Repository files navigation

Diversity Scraper

Code for the paper: Who Are the Gatekeepers? (INFORMS Service Science 2021)

Purpose

This code scrapes Google Scholar to build a graph of coauthors. If the coauthor graph of a journal's editorial board looks like a cobweb, it may indicate a lower diversity of thought in the editorial decisions of the journal. The guide written below walks through how to use the code.

Walkthrough

This guide explains how to use the code written here to analyze other editorial boards. The first step is to download python and pip. Run pip install -r requirements.txt to install the dependencies. There are a few local update to the Scholarly library. Copy them into the downloaded Scholarly code in ...\Python\Python3x\Lib\site-packages. We're ready to get up and running.

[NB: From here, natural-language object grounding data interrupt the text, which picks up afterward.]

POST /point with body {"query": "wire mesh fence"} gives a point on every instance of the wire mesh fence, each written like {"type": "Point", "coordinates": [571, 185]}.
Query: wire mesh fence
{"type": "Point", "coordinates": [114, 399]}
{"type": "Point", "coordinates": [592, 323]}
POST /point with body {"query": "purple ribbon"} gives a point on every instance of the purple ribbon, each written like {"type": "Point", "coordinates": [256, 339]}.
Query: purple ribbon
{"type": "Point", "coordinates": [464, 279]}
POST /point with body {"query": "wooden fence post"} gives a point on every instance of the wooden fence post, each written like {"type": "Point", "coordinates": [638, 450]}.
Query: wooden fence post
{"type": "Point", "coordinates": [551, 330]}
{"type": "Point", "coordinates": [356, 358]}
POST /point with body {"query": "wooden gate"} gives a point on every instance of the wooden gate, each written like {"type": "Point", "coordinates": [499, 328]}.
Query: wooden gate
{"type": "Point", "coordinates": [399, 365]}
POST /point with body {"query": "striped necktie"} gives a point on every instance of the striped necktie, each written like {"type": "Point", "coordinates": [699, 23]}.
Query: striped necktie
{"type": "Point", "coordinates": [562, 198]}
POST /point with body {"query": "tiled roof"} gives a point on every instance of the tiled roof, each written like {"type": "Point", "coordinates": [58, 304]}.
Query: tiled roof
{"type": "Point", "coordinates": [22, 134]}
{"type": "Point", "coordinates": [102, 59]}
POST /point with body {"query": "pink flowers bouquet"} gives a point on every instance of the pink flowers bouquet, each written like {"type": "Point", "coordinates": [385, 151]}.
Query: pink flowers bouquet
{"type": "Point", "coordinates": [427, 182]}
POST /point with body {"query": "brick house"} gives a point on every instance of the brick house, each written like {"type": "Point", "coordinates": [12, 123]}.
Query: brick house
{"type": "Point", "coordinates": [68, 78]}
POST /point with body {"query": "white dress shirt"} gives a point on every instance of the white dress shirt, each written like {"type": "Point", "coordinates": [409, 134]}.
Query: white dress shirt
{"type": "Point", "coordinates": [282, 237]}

For the program to work as is, we need to store the data for each journal in a separate folder, all contained in a large container folder. Within the folder for a given journal, we need a seed file called names.txt. The file stores an array of information in JSON format, as follows:

[
    {
        "name": "John Smith",
        "institution": "Example University",
        "any other information you care about": ...,
        ...
    },
    ...
]

The only required attributes are the name and institution, which are both used when searching Google Scholar. Other attributes could include journal section, gender, underrepresented minority status, nationality, or anything else. Once we have a names.txt file, we are ready to compile papers. To do so, copy super_scraper.py into the journal's folder, and run it.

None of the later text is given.